Kıbrıs’ta 1974 yılındaki istilanın lideri Kıbrıslı faşist Nikos Sampson olarak görülse de yapılan askeri harekat yani istila adada yasa dışı bulunan Yunanistan’ın silahlı kuvvetleri tarafından yapılmıştır. Gerek Milli Muhafız ordusu içindeki Yunanistanlı subaylar, gerekse adada yasadışı konuşlandırılan Yunan silahlı kuvvetleri mevcut Cumhurbaşkanı Makarios’u silah zoru ile iktidardan devirip yerine kukla olarak Nikos Sampson’u getirmişler ve Yunanistan istilasını yani işgalini adına “darbe” diyerek örtmeye çalışmışlardır.
Kıbrıs Cumhurbaşkanı Makarios’un 2 Temmuz 1974’te Yunanistan’a yazdığı mektup…

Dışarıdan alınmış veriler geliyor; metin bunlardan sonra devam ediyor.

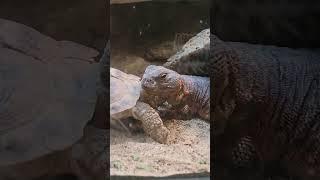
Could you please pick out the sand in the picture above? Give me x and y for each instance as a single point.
(139, 155)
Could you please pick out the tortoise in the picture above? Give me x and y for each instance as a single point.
(128, 100)
(48, 96)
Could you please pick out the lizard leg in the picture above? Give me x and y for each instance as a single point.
(151, 122)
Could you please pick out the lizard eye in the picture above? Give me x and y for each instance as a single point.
(163, 75)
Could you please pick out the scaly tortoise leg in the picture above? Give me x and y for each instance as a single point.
(151, 122)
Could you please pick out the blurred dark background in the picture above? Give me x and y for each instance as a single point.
(81, 21)
(282, 23)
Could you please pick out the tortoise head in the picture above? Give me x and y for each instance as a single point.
(158, 80)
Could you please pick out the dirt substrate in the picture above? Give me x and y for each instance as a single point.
(138, 155)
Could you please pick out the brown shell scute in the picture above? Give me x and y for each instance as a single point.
(47, 92)
(124, 91)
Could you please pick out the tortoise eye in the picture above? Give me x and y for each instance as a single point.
(163, 75)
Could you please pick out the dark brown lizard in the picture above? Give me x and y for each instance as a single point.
(188, 95)
(271, 94)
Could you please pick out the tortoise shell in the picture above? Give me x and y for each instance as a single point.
(124, 91)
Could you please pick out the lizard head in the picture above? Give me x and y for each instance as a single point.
(158, 80)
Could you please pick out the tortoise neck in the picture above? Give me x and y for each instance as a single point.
(100, 115)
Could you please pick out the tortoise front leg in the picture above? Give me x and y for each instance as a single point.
(151, 122)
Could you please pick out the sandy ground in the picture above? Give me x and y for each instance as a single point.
(139, 155)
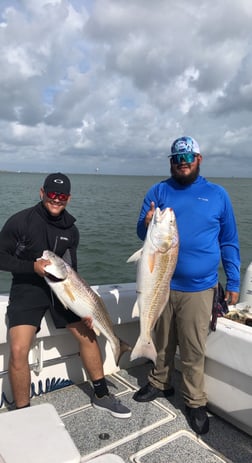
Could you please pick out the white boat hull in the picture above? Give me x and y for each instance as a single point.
(54, 356)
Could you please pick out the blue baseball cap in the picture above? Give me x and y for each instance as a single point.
(184, 145)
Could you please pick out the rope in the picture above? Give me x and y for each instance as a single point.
(50, 385)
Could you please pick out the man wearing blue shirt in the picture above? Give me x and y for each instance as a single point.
(207, 233)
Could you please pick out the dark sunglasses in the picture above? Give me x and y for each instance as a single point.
(59, 196)
(186, 157)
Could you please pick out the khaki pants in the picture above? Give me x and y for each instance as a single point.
(184, 321)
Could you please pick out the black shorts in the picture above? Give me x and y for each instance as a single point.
(28, 304)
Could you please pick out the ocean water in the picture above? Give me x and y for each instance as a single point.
(106, 208)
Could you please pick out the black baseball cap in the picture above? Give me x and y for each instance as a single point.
(57, 183)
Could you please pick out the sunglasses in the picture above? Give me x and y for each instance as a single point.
(59, 196)
(186, 157)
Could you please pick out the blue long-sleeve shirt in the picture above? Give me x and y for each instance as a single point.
(207, 232)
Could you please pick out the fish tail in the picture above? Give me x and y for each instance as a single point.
(120, 348)
(144, 349)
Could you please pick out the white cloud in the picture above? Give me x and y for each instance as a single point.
(111, 83)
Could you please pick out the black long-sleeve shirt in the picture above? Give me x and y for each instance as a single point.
(28, 233)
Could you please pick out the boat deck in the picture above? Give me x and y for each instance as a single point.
(157, 432)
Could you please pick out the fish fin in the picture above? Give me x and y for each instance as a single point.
(123, 347)
(151, 261)
(96, 330)
(144, 349)
(69, 292)
(135, 311)
(136, 256)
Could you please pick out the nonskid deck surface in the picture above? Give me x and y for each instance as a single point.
(157, 432)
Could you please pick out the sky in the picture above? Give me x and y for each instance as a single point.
(107, 85)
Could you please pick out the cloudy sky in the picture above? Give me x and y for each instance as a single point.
(109, 84)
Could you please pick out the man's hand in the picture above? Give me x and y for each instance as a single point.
(39, 266)
(149, 214)
(231, 297)
(88, 322)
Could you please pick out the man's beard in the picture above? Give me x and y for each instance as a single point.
(185, 179)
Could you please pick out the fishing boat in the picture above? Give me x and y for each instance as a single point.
(62, 427)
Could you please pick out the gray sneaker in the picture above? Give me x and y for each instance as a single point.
(111, 404)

Makarios, 1974 Temmuz’u yaklaştığında 1964 sonrası Kıbrıslı Rumların kurduğu Milli Muhafız Ordusu içindeki Yunanistanlı subayların hükümetin onayı dışında örgütlendiğinden ve “EOKA B” içinde yer alıp, katliam ve cinayetlere karıştığından bilgisine ulaşır. Bunun Kıbrıs Cumhuriyeti’ne yönelik büyük bir kötülük olduğunu düşünür. Makarios, Yunanistan Cumhurbaşkanı Fedon Gizikis’e adada gelişen olayları yaklaşık üç sayfalık bir mektup yazarak anlatmaya çalışır. **
“… Sayın Başkan, kötülüğün kökünün çok derin olduğunu ve Atina’ya kadar vardığını söylemekle üzüntü duyuyorum. Kıbrıs helenizmin acı meyvelerini bugün tatmakta olduğu kötülük ağacının gelişmesini sağlayan bakımı Atina’da yapılıyor. Daha da açık olmak için Yunanistan’daki askeri rejimin bazı üyelerinin “EOKA B” tedhiş örgütünü destekleyip yönettiklerini söylüyorum. Milli Muhafız Kuvvetlerinde görevli subayların da yasa dışı komplo ve başka kabul edilmez durumlara karışmaları böylece açıklanıyor.”
Makarios Kıbrıs Cumhuriyeti’nin varlığına yönelik bir hareketin geliştiğinin farkına varsa da toplumlararsı müzakerelerde bunu dillendirmez. Kıbrıslı Türklerle yapılacak anlaşmaya ramak kala, görüşme sürecini sonlandırılamaz ve sonuçta beklenen son gelir: 15 Temmuz’da Yunanistanlı subaylar Başkanlık Sarayını basar, canını zor kurtaran Makarios 19 Temmuz 1974’te New York’ta BM Güvenlik Konseyi’ne hitap eder. Kıbrıs’taki son durumla ilgili bilgi verir. BM raporlarına yansıyan konuşmasının 32. paragrafında, Kıbrıs’ta darbeden değil Yunan cuntasının bir istila gerçekleştirdiğinden bahseder ve şöyle devem eder.:
“Belirttiğim gibi Kıbrıstaki olaylar sadece Kıbrıslı Rumları ilgilendiren bir olay değildir. Ayni zamanda Kıbrıslı Türkleri de ilgilendiriyor. Yunan cuntasının yaptığı darbe bir istiladır ve bunun sonuçlarından bütün Kıbrıs halkı etkilenmektedir.”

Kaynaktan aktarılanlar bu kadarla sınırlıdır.